Why m-learning? Why is it now so fashionable and in vogue? How else could we call this present-day phenomenon? To med, e-learning is already passe, though it still seems to be the herald of very many commercial enterprises and businesses. In the same way, is the eEurope programme of the European Commission up to date or simply la neige d'antan? Without being cynical, one should ask what added value that prefix e or m gives to learning. In 2001, when visiting a London bookshop, I came across a book about e-learning and its potential, but the book was published in the early 1970s and it dealt with tape recorders and overhead projectors! E is clearly ambiguous and out of fashion. How about other letters of the alphabet? Perhaps the next stage is g-learning, some kind of global learning, in role. Then we should perhaps retort that even now only 4% of the world's population access the Internet. How about u-learning, universal learning? Could that be close enough to that ideal of ubiquitous computing that Joseph Weizenbaum spoke of in the 1970s by claiming that we will be in the information society as soon as information technology becomes as invisible as any Bic pen on our desks. UniWear or computer-supported clothing could be and already is a materialisation of this idea. In smart clothes, technology is invisible and yet it protects and helps us in danger. And imagine how uni-learning might appeal to Finnish speakers at least! Universal and, playing with words, even learning when asleep!
Once and for all: different letter prefixes promote selling, they appeal to people and help catch their attention, but strictly speaking they are futile and unnecessary, because, as philosophers have put it, in the end, all unessential features are washed away.
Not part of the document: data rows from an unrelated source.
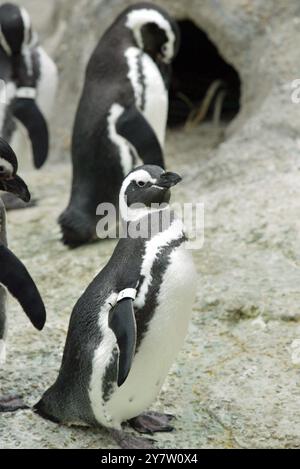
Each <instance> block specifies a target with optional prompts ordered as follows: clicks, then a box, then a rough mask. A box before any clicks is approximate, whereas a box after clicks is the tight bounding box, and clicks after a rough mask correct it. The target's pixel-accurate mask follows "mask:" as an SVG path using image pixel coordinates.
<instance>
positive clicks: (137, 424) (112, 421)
mask: <svg viewBox="0 0 300 469" xmlns="http://www.w3.org/2000/svg"><path fill="white" fill-rule="evenodd" d="M180 180H181V178H180V177H179V176H178V175H177V174H175V173H170V172H165V171H164V170H163V169H161V168H160V167H158V166H153V165H145V166H141V167H138V168H136V169H135V170H133V171H132V172H131V173H130V174H129V175H128V176H127V177H126V178H125V180H124V182H123V184H122V187H121V191H120V201H119V204H120V212H121V215H122V217H123V220H124V224H125V226H126V233H127V234H128V235H129V236H127V237H123V238H121V239H120V240H119V242H118V244H117V246H116V248H115V251H114V253H113V255H112V257H111V259H110V260H109V262H108V264H107V265H106V266H105V267H104V269H103V270H102V271H101V272H100V273H99V274H98V276H97V277H96V278H95V279H94V280H93V282H92V283H91V284H90V285H89V287H88V288H87V290H86V291H85V292H84V294H83V295H82V297H81V298H80V299H79V301H78V302H77V304H76V305H75V307H74V310H73V313H72V316H71V320H70V324H69V331H68V336H67V341H66V345H65V350H64V355H63V360H62V365H61V369H60V373H59V376H58V378H57V380H56V382H55V384H54V385H53V386H52V387H51V388H50V389H48V390H47V391H46V393H45V394H44V396H43V397H42V399H41V400H40V401H39V402H38V403H37V404H36V406H35V409H36V411H37V412H38V413H39V414H40V415H42V416H44V417H46V418H48V419H50V420H53V421H55V422H61V423H64V424H88V425H96V426H99V425H101V426H104V427H106V428H108V429H109V430H110V432H111V433H112V435H113V437H114V438H115V440H116V441H117V442H118V444H120V445H121V446H122V447H123V448H130V447H132V448H136V447H141V448H142V447H147V445H149V441H147V440H146V441H144V440H143V439H141V438H137V437H133V436H130V435H127V434H125V433H123V432H122V430H121V424H122V423H123V422H129V423H130V424H131V425H132V426H133V427H134V428H135V429H136V430H137V431H139V432H141V433H150V434H151V433H153V432H155V431H170V430H171V429H172V427H171V426H170V416H168V415H160V414H157V413H153V412H152V413H151V412H150V413H147V414H143V412H145V411H146V410H147V409H148V408H149V406H151V404H152V403H153V401H154V400H155V398H156V396H157V395H158V393H159V391H160V389H161V387H162V384H163V382H164V380H165V378H166V376H167V373H168V371H169V369H170V367H171V365H172V363H173V362H174V360H175V358H176V355H177V353H178V351H179V350H180V348H181V346H182V344H183V341H184V338H185V335H186V332H187V327H188V322H189V318H190V314H191V311H192V305H193V301H194V296H195V281H196V274H195V269H194V264H193V261H192V257H191V254H190V252H189V251H187V250H186V249H185V246H184V244H185V241H186V237H185V234H184V228H183V225H182V222H181V220H179V219H177V218H176V217H175V215H174V213H173V212H172V211H171V210H170V206H169V204H168V202H169V199H170V188H171V187H172V186H174V185H175V184H177V183H178V182H179V181H180ZM137 204H139V205H138V206H137ZM140 204H143V206H142V207H141V205H140ZM152 204H155V206H154V207H153V205H152ZM136 229H137V230H138V231H139V230H141V233H142V234H143V235H141V236H136V234H133V236H132V233H133V232H134V230H136ZM130 233H131V237H130ZM135 233H136V232H135Z"/></svg>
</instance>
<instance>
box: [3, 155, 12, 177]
mask: <svg viewBox="0 0 300 469" xmlns="http://www.w3.org/2000/svg"><path fill="white" fill-rule="evenodd" d="M0 166H3V168H4V169H6V170H7V171H9V172H10V173H11V174H13V172H14V168H13V165H12V164H11V163H10V162H9V161H7V160H5V159H4V158H1V157H0Z"/></svg>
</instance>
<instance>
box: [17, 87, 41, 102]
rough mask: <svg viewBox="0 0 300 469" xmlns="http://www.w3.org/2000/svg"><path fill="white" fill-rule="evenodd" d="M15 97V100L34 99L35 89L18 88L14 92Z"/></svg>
mask: <svg viewBox="0 0 300 469" xmlns="http://www.w3.org/2000/svg"><path fill="white" fill-rule="evenodd" d="M16 97H17V98H27V99H35V98H36V89H35V88H32V87H29V86H26V87H25V86H23V87H22V88H18V89H17V90H16Z"/></svg>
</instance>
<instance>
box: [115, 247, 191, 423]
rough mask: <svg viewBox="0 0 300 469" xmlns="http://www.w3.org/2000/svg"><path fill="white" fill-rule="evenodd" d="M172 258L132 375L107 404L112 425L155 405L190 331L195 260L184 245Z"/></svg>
mask: <svg viewBox="0 0 300 469" xmlns="http://www.w3.org/2000/svg"><path fill="white" fill-rule="evenodd" d="M170 260H171V262H170V264H169V266H168V268H167V271H166V272H165V275H164V281H163V283H162V285H161V288H160V293H159V296H158V303H159V306H158V307H157V308H156V310H155V314H154V316H153V318H152V320H151V322H150V324H149V329H148V331H147V334H146V337H145V338H144V339H143V341H142V343H141V346H140V349H139V351H138V353H137V354H136V356H135V358H134V361H133V365H132V368H131V370H130V373H129V375H128V378H127V380H126V381H125V383H124V384H123V385H122V386H121V387H120V388H117V389H116V391H115V392H114V394H113V395H112V397H111V399H110V401H109V402H108V403H107V405H106V412H107V415H110V417H111V419H112V420H111V425H112V426H118V425H119V424H120V423H121V422H124V421H126V420H128V419H130V418H133V417H135V416H137V415H139V414H141V413H142V412H145V411H146V410H147V409H148V408H149V407H150V406H151V404H152V403H153V401H154V400H155V399H156V397H157V395H158V393H159V391H160V389H161V387H162V385H163V383H164V381H165V378H166V376H167V374H168V371H169V369H170V367H171V366H172V364H173V363H174V360H175V359H176V356H177V354H178V352H179V350H180V349H181V347H182V345H183V342H184V338H185V336H186V334H187V328H188V323H189V320H190V316H191V312H192V306H193V302H194V296H195V288H196V273H195V269H194V264H193V261H192V258H191V255H190V253H189V252H188V251H186V250H185V249H184V247H183V246H181V247H179V248H176V249H175V250H174V251H173V252H172V254H171V259H170Z"/></svg>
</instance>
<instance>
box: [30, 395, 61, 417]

So why m-learning, why not simply learning? Why e-learning, when learning would tell it all? We are approaching the heart of the matter when we can afford to wash away unnecessary prefixes and when the construct itself, once again, can be seen: learning and education. In distance education this change has already happened, at least in many thinking people's minds. Why underline that education can happen at a distance or face-to-face or flexi-mode? This should be evident to all without any descriptive prefixes in front of the basic idea of education.
And one we are mature enough to speak of teaching, studying and learning as such, then, ironically, we are bound to come across one more novel "revolutionary" technology or tool that makes its best to catch our eye and mind. It is then if ever that we should remember what Picasso said about computers:"Computers are no use; they can only give us answers."What about mobile technologies? Are they also there just giving us answers? Well, if they are, then is it not up to us to start asking those questions that must also be asked in education, irrespective of tools, applications or technologies?